Sin embargo, el gobierno alemán decidió no admitirlos, y el 29 de noviembre todos debieron regresar a Colombia, para ser resguardados en residencias Tequendama, un hotel propiedad del Ejército colombiano, donde se orquestó el final del capo. Mientras su familia se encontraba allí, después de ser inadmitida en Alemania, un desesperado Pablo Escobar habló por teléfono más tiempo de lo recomendado, así, aseguran las autoridades, pudieron triangular su ubicación y, finalmente, darle de baja.
Tras la muerte de Escobar, Henao y su familia seguían con una idea fija en su mente, salir de Colombia. “Lógicamente nos tenemos que preparar, queremos salir del país, queremos pedirle a alguien, cualquier persona, que nos pueda ayudar a hacerlo, queremos educarnos, queremos prepararnos”, aseguró Juan Pablo Escobar, en ese entonces con 16 años, en la que quizás fue la única entrevista que dio tras la muerte de su padre, al noticiero NTC.
El único lugar que accedió a recibirlos fue Mozambique, un pequeño país del sureste de África con la mitad de la población de Colombia. “Como no teníamos alternativa, pensamos que ese iba a ser nuestro destino. Yo pensé para mí misma: tengo la responsabilidad de educar a mis hijos. Si Pablo se equivocó con las decisiones que tomó, yo no puedo hacer lo mismo y tengo que sacarlos adelante”, aseguró en su entrevista para Semana.
Sin embargo, la situación se tornó bastante difícil. “Esa experiencia fue un horror. Las condiciones de vida que vi ahí eran desalentadoras, no había posibilidad para la educación de mis hijos, iba al mercado, pero no podía comprar casi nada pues el régimen controlaba todo.

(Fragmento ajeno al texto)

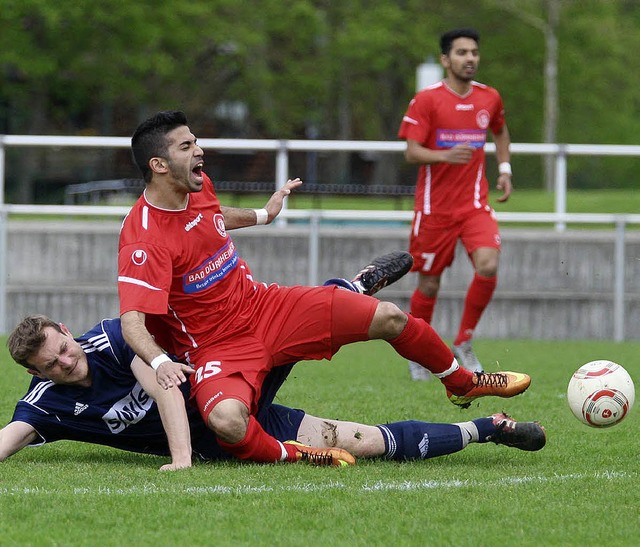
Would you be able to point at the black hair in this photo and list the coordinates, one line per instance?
(446, 40)
(149, 140)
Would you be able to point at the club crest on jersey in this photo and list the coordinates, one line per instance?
(482, 119)
(218, 222)
(139, 257)
(190, 225)
(211, 270)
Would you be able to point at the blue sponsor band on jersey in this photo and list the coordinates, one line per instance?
(211, 270)
(448, 138)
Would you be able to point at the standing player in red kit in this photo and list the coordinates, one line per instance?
(184, 289)
(445, 128)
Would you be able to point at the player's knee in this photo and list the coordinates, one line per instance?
(229, 420)
(388, 321)
(429, 286)
(487, 268)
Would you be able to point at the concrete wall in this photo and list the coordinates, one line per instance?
(551, 286)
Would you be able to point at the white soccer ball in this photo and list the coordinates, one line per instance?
(601, 393)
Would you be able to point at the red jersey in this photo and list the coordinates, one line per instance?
(182, 268)
(439, 118)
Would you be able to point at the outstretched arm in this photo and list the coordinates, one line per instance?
(235, 217)
(14, 437)
(171, 406)
(502, 141)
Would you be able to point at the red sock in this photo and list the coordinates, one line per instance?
(478, 297)
(422, 305)
(257, 445)
(418, 342)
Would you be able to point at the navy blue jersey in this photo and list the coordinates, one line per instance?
(116, 411)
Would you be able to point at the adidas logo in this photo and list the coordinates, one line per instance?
(79, 408)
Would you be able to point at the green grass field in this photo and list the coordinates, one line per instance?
(581, 489)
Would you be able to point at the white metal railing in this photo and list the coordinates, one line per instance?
(282, 148)
(315, 218)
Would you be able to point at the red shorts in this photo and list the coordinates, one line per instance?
(294, 323)
(433, 239)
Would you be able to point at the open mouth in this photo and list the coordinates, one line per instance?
(197, 170)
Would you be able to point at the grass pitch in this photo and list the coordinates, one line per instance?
(581, 489)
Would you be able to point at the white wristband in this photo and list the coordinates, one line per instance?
(262, 215)
(504, 168)
(157, 361)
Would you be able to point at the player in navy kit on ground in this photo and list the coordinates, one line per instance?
(90, 389)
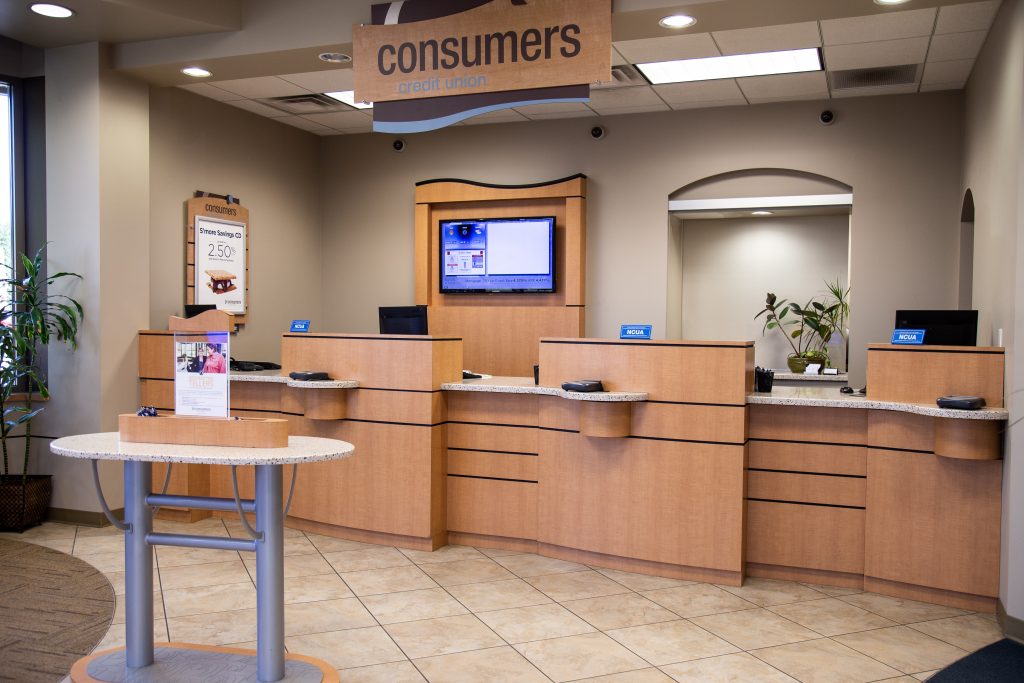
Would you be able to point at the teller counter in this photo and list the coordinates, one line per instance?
(678, 469)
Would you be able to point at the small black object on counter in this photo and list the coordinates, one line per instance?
(583, 385)
(308, 376)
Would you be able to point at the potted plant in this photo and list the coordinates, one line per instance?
(29, 321)
(810, 328)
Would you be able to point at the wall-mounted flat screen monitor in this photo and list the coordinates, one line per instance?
(488, 255)
(945, 328)
(402, 319)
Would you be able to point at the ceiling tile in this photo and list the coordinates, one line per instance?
(341, 120)
(264, 86)
(788, 86)
(956, 46)
(501, 116)
(709, 104)
(211, 91)
(888, 26)
(973, 16)
(640, 109)
(943, 86)
(616, 97)
(681, 95)
(768, 39)
(947, 72)
(323, 81)
(304, 124)
(670, 47)
(532, 111)
(885, 53)
(257, 108)
(880, 90)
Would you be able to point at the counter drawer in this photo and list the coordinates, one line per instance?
(493, 437)
(822, 458)
(496, 465)
(806, 537)
(491, 507)
(821, 488)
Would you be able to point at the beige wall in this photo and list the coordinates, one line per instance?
(994, 172)
(197, 143)
(98, 225)
(901, 155)
(728, 265)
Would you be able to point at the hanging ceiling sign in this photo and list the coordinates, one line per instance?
(428, 63)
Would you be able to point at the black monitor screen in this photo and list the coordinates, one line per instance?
(945, 328)
(402, 319)
(194, 309)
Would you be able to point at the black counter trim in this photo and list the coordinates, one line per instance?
(491, 424)
(504, 453)
(924, 349)
(889, 447)
(477, 183)
(626, 343)
(816, 505)
(686, 440)
(817, 474)
(473, 476)
(400, 424)
(788, 440)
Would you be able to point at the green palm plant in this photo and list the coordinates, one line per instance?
(32, 317)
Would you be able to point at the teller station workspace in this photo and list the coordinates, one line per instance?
(677, 468)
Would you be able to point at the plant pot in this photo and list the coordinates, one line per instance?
(24, 503)
(798, 364)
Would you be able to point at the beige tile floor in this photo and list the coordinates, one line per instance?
(466, 614)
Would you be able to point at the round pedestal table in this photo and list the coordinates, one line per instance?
(139, 660)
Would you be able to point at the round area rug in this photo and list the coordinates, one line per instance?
(54, 609)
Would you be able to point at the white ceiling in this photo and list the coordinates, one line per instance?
(254, 45)
(943, 41)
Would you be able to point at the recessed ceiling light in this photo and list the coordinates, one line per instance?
(736, 66)
(196, 72)
(348, 96)
(335, 57)
(54, 11)
(677, 22)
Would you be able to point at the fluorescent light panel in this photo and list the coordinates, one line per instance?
(735, 66)
(348, 96)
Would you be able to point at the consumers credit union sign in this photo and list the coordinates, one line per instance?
(428, 63)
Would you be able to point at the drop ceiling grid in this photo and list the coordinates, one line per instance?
(944, 41)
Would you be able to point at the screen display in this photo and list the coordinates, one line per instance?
(498, 255)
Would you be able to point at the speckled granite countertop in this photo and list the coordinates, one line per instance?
(274, 377)
(525, 385)
(108, 445)
(830, 397)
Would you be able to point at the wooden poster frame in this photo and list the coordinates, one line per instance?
(222, 208)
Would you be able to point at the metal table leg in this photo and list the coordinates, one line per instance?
(269, 575)
(138, 564)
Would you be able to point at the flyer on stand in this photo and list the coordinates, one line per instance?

Si queríamos pensar en universidad, allá la morgue es la universidad de medicina. Yo no sabía qué hacer hasta que Sebastián, mi hijo, que tenía entonces 16 años, me dijo: mamá o nos vamos de aquí o yo me suicido”.
Desesperada, reunió de nuevo a su familia y tomaron un avión con destino a Buenos Aires. “Allá se podía entrar como turista por tres meses y las cosas se fueron desarrollando por sí solas. Llegamos a las 5 de la mañana del 24 de diciembre y estamos viviendo aquí desde hace 26 años”.
Ese 24 de diciembre, recuerda en su libro, agotados, durmieron durante todo el día, y se despertaron justo para esperar su primera Navidad en el exilio. “Había pasado un año desde la muerte de Pablo y sentíamos una profunda tristeza. Nos repartimos las cartas de Navidad, una tradición familiar, un ritual que todavía conservamos. A pesar de la aflicción, salimos a caminar la ciudad decorada y entramos al centro comercial Buenos Aires Design, repleto de gente feliz. Nadie sospecharía jamás que la familia de Pablo Escobar estaba en ese lugar. Nos sentamos en una mesa de las terrazas del lugar y cenamos. Puse el poco de fuerza y el amor que me quedaban para acompañar la incertidumbre y finalmente logramos pasar un rato afectuoso y lindo. Seguíamos con nuestra premisa de vida: un día a la vez”.